# Jiangdong 390 Won't Stay Running



## freestyleshoei (Jan 28, 2014)

Hi everyone. Thanks for allowing me to be a member here and post about some Chinese junk. This all started with a leaking carburetor which was a stuck float. After disassembling the carburetor and re-assembling it(stopped the fuel leak), I had to stuff the intake on the carburetor to get it started. It ran fine the first time until I shut it off. Upon the second starting of it, I had to do the same thing only this time it ran for about 1 minute, started choking down and eventually shut off. Now it only starts and runs for seconds and doesn't ever get to full load.
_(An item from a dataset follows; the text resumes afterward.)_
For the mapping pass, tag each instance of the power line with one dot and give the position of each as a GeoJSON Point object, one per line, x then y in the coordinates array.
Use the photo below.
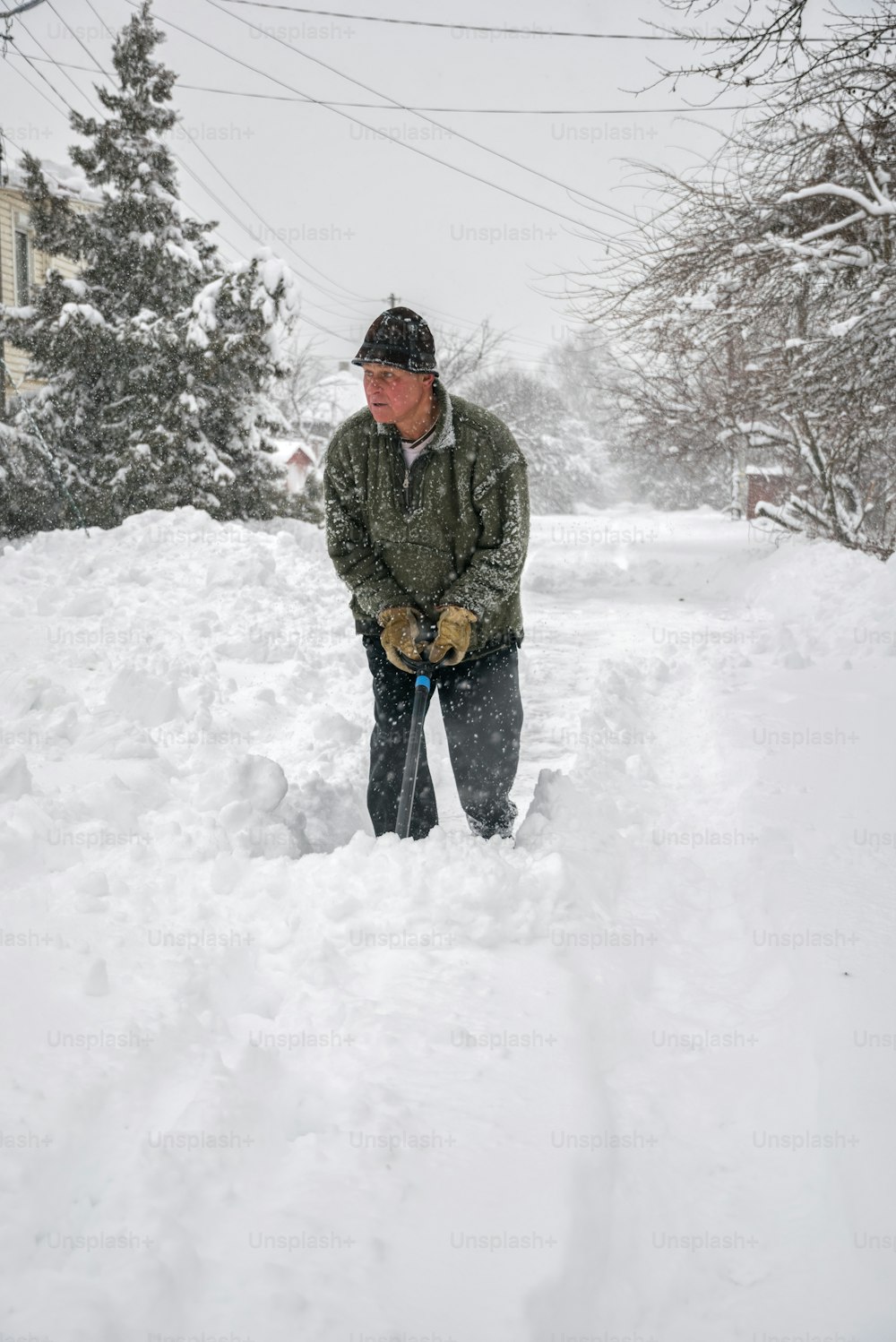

There is a hissing out of the exhaust that wasn't there before. It is a 13hp jiangdong engine on a generator that my aunts bought and it has set up for some time. It ran fine before I tore the carb apart other than it leaking. The carb has some sort of electrical plug screwed in the bottom of it. From what I have found out, it is called an internal vent carburetor. Also, it blows pressure out of the carb after it shuts off. My aunts are convinced by someone who told them that it wouldn't run without oil due to a oil safety switch so they have filled it til it is pouring out of the dipstick. Any help would be greatly appreciated. Thanks


----------



## Sir Thomas (Dec 7, 2013)

freestyleshoei said:


> Hi everyone. Thanks for allowing me to be a member here and post about some Chinese junk. This all started with a leaking carburetor which was a stuck float. After disassembling the carburetor and re-assembling it(stopped the fuel leak), I had to stuff the intake on the carburetor to get it started. It ran fine the first time until I shut it off. Upon the second starting of it, I had to do the same thing only this time it ran for about 1 minute, started choking down and eventually shut off. Now it only starts and runs for seconds and doesn't ever get to full load. There is a hissing out of the exhaust that wasn't there before. It is a 13hp jiangdong engine on a generator that my aunts bought and it has set up for some time. It ran fine before I tore the carb apart other than it leaking. The carb has some sort of electrical plug screwed in the bottom of it. From what I have found out, it is called an internal vent carburetor. Also, it blows pressure out of the carb after it shuts off. My aunts are convinced by someone who told them that it wouldn't run without oil due to a oil safety switch so they have filled it til it is pouring out of the dipstick. Any help would be greatly appreciated. Thanks



Is there a yellow wire running off that electric plug? Try disconnecting it. If it runs the oil sensor is defective.


----------



## freestyleshoei (Jan 28, 2014)

Unplugged it and it still runs the same. Runs at about 1/4 of full load, shuts off, and exhaust hisses and it decompresses out of both exhaust and carb. Thanks SirThomas for responding


----------



## 30yearTech (Sep 14, 2006)

freestyleshoei said:


> My aunts are convinced by someone who told them that it wouldn't run without oil due to a oil safety switch so they have filled it til it is pouring out of the dipstick. Any help would be greatly appreciated. Thanks


Have you drained the oil down to the proper level in the engine?


----------



## freestyleshoei (Jan 28, 2014)

yes i have. What causes an engine to blow off pressure out of the carb?


----------



## freestyleshoei (Jan 28, 2014)

I started it yesterday and it works fine now. I am guessing the fuel had water in it and it froze that valve on bottom of carb and when it thawed, it began to work? ? ?


----------